A vegetarian firefighter claims he's been harassed, given dangerous assignments, and reassigned because of his refusal to eat meat when he was stationed at Ladder 146 in Greenpoint. The alleged abuse got so bad that Anthony Harper, an eight-year veteran, has taken his story to the media. In an interview with the Post, Harper, 42, says he was ostracized—and worse—after he decided to give up meat and refused to pay for the communal meals at the firehouse.

"It’s a culture where you eat what everybody else eats, and if it’s not what you are accustomed to — and you want to slim down and lose weight and won’t eat it — well, it leads to problems," Harper tells the tabloid. He claims that because of his diet, he was given the most dangerous assignments for punishment when the unit was dispatched. And on one occasion, he was head-butted by a fellow firefighter in a dispute over a roster. After he complained, he says he was transferred FDNY HQ in downtown Brooklyn.

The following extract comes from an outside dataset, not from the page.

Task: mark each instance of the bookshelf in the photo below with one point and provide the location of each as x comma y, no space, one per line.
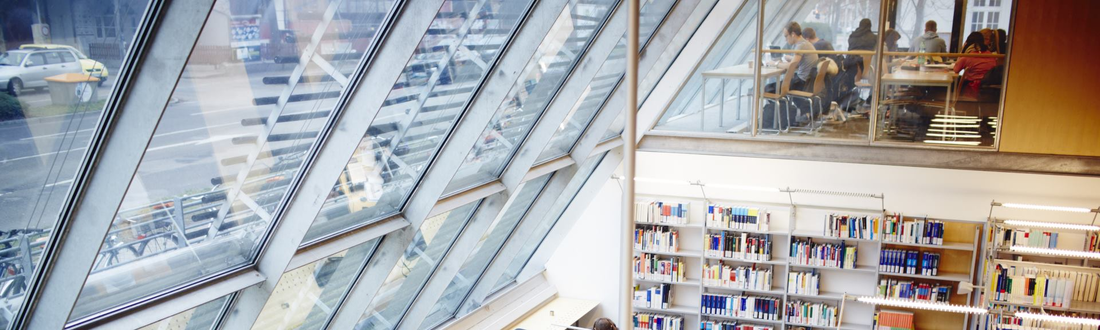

Now Harper worries he'll be passed over for a promotion because of his refusal to put the carcasses of slaughtered farm animals into his body. But an FDNY spokesman calls the allegations "nonsense" and tells the Post, "Firehouses across the city have individuals who are vegetarians or who have special diets — i.e., food allergies, etc. — and they are accommodated all the time." Though it's not hard to imagine a vegetarian firefighter getting ribbed (sorry) for his lifestyle; as Joseph T. Bonanno Jr., a former New York City firefighter and the author of "The Firehouse Grilling Cookbook," once told the Times, firefighters "are dinosaurs, they're big meat eaters."